Lifelover - Sjukdom
Review
“Sjukdom” bedeutet Krankheit. Und nichts anderes ist das neue und vierte Album der schwedischen Meister des extremen Metals, LIFELOVER. Eine Krankheit, ein Virus, das sich durch die Gehörgänge in den Geist des Hörers frisst, sich einnistet, ihn infiziert und betäubt und versucht, ihn in den Wahnsinn zu treiben, in tiefe Depressionen zu stürzen, ihm die äußersten Abgründe und die Sinnlosigkeit des menschlichen Daseins aufzuzeigen und ihm misanthropische, suizidale Gedanken einzupflanzen.
Schon immer verstanden es die Schweden, pechschwarze Emotionen in depressive Klänge zu bannen, doch noch nie klangen LIFELOVER so verstörend, so geisteskrank, so abgrundtief hässlich und zugleich bittersüß bezaubernd wie auf “Sjukdom”. Zermürbend gleichförmige, aber genau deshalb so beängstigende und wirkungsvolle Riffgewitter brechen über dem Hörer ein und walzen ihn ein ums andere Mal nieder, während die irrsinnigen, befremdlichen, geradezu besessenen Schreie und gesprochenen Passagen von ( ) und B unentwegt auf ihn einprasseln und ihn zu durchdringen und zu verängstigen versuchen. Melancholische Piano-Melodien stürzen den Hörer immer wieder in tiefste Trauer und Wehmütigkeit, nur um ihn kurz darauf in einem kurzen lichten Moment wieder Hoffnung schöpfen zu lassen. Ruhige Depressive/Post Rock-Zwischenparts lassen den von der Krankheit Befallenen augenscheinlich aufatmen, rauben ihm jedoch hinterlistig, unterschwellig an ihm zehrend auch den letzten Rest Verstand.
Nach einer knappen Stunde schließlich erlöst “Sjukdom” den Hörer, entlässt ihn aus dem Wahnsinn und gibt ihm Gelegenheit, sich von der Tortur zu erholen. Nicht jedoch, ohne ein bleibendes Gefühl von Leere und Einsamkeit zu hinterlassen. Für Fans von LIFELOVER ein Pflichtkauf, Interessierte sollten sich jedoch darauf gefasst machen, sich diesem Bastard von einem Album nur sehr langsam annähern zu können.
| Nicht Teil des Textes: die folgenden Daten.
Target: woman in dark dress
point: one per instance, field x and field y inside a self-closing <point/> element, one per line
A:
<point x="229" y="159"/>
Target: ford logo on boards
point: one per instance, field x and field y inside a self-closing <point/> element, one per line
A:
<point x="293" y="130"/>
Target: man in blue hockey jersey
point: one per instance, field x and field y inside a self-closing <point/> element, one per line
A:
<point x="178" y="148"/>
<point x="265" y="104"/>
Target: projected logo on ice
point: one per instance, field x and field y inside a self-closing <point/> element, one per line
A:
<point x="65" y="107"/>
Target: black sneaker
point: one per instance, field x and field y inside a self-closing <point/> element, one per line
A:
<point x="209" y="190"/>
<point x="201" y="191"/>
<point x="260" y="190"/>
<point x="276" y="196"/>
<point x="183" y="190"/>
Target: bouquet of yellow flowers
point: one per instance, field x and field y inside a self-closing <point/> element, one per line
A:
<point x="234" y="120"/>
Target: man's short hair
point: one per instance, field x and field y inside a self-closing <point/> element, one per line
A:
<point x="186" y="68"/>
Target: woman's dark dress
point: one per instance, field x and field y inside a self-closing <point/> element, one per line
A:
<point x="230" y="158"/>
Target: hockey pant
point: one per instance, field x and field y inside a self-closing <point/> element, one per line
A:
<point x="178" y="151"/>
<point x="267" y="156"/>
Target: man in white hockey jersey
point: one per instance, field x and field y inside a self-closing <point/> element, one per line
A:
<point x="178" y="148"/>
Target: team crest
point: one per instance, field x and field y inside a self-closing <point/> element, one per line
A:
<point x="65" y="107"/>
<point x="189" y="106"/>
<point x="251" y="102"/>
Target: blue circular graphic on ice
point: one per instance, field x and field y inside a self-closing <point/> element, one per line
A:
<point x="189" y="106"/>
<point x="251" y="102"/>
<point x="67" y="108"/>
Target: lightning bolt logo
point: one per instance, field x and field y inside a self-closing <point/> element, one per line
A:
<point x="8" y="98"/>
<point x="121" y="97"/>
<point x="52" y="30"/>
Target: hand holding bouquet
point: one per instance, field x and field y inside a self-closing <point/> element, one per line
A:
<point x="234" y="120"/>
Einziger Kritikpunkt: Auch wenn es den Schweden fast immer gelingt, einzelne Riffs und Passagen ins schier unermessliche zu dehnen, um die Spannung zu steigern, so reißen diese doch ab uns an beim Dehnen ein wenig ein, wirken zu krampfhaft in die Länge gezogen, worunter die ansonsten so dichte, fast greifbare Atmosphäre zeitweise leidet.